De son propre index il se toucha la poitrine.

Civis! Tout est là,—continua-t-il d’une voix aux sonorités de buccin. Je le dis également tous les jours au Gouverneur! Une chose à sentir: la force antique, la beauté dévoratrice de l’Urbs! Une chose à comprendre: la dignité du Civis—ici, le blanc! Et vous tenez la clef de ce paradoxal problème: l’expansion coloniale d’une race qui se rétrécit autour de ses foyers! Nous Français, nous sommes tout simplement les Latins, les fils des sectateurs de Jupiter, dieu de l’hégémonie.
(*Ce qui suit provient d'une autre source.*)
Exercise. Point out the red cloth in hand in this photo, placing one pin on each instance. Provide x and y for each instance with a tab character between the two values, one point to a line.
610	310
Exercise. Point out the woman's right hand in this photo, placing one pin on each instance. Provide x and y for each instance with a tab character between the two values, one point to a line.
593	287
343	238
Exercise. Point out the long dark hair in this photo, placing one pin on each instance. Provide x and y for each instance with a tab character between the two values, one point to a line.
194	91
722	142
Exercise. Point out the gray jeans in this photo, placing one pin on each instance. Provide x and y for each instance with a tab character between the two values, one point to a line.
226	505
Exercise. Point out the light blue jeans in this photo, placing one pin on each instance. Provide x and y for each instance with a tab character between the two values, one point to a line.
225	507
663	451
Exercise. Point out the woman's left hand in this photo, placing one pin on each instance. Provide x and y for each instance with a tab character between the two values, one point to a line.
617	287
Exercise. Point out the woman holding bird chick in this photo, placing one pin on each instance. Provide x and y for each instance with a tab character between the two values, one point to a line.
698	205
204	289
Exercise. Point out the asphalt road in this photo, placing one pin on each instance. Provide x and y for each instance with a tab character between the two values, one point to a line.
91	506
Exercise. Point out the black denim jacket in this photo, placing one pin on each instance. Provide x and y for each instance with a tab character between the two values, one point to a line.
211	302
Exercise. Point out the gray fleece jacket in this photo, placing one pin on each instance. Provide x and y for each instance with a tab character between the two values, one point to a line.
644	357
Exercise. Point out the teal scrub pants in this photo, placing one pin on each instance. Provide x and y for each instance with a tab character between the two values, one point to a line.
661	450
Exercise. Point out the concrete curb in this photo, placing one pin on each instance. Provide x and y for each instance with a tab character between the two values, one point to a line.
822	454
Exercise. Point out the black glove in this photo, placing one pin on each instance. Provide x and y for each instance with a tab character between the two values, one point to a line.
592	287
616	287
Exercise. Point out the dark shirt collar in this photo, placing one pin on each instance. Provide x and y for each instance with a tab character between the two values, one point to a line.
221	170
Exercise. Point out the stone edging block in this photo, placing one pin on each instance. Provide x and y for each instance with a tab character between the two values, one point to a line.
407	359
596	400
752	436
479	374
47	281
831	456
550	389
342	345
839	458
Nous avons la passion héréditaire et irresponsable des grands travaux publics. Nos administrateurs—encore un point que je me plais à signaler bien souvent au Gouverneur!—ont tous la folie des routes. Elles ne se raccordent pas entre elles, de province à province, mais réjouissent l’œil du proconsul de leurs alignements milliaires... atavisme romain! Atavisme romain, la joie de réquisitionner les prestations, les corvées, la main-d’œuvre des milices et de la région!... Pensez si dans ce pays à base de ciment, l’atavisme est guilleret! Romains, vous dis-je, nous sommes Romains! La lutte du Civis contre le pérégrin, de l’ingénu contre l’affranchi, mais nous la vivons! C’est la poussée des Asiatiques, le problème du métissage... Romaines, nos demeures carrées sans étages, à colonnades à hauts soubassements... Et tenez ces simples mots: Puer, abige muscas! Vous rappelez-vous comme les magisters s’égaraient dans des gloses à perte de salive sur ce puer, qui ne devait pas se traduire par enfant, mais par laquais? Ici seulement, j’ai compris, j’ai donné le juste sens: «Boy, chasse les moustiques.» Et c’est pourquoi—termina le jeune conseiller ordinaire de M. le Gouverneur—c’est pourquoi je me plais à voir une Cérès Orizafautrix, assise sous les frises cay-mayeuses de notre chambre d’agriculture. J’admire la piété de notre concitoyen qui a dressé, sur les piliers de son portail, deux têtes casquées d’Augusta Minerva, et j’adore, chaque jour, la blanche Vénus aux bambous, à qui furent consacrés les jardins de telle villa du boulevard Norodom.

Un rire éclatant fuse à côté de nous. Madame de Faulwitz secoue très haut la cendre de sa cigarette.

—Savez-vous, monsieur de Tourange, qui a mis les têtes de Minerva sur les portails? Mon gros Prussien de mari!

Je scrute, un temps, les longs yeux couleur d’olive.

—Monsieur de Faulwitz a donc habité Saïgon?

Un nouveau rire, comme une pluie d’or.

Natürlich! C’est quand il a préparé son expédition pour le marais... quand les autres ne savaient pas où il fallait faire passer le chemin de fer.

Ainsi, Herr Graf von Faulwitz, c’était vous l’Ennemi! c’était vous le reître à la barbe ronde et au gosier dur, le patron de Just Barnot, c’est vous qui devez des comptes à l’âme de monsieur Lacroix!

—Cela a été très difficile de faire changer ce qu’on avait d’abord décidé. Papa ne voulait pas. Il disait que le marais coûterait beaucoup de coolies. Mais il y avait d’autres considérations, et papa a fini par céder. On ne connaît pas mon mari, et comme c’est un homme d’une volonté dure!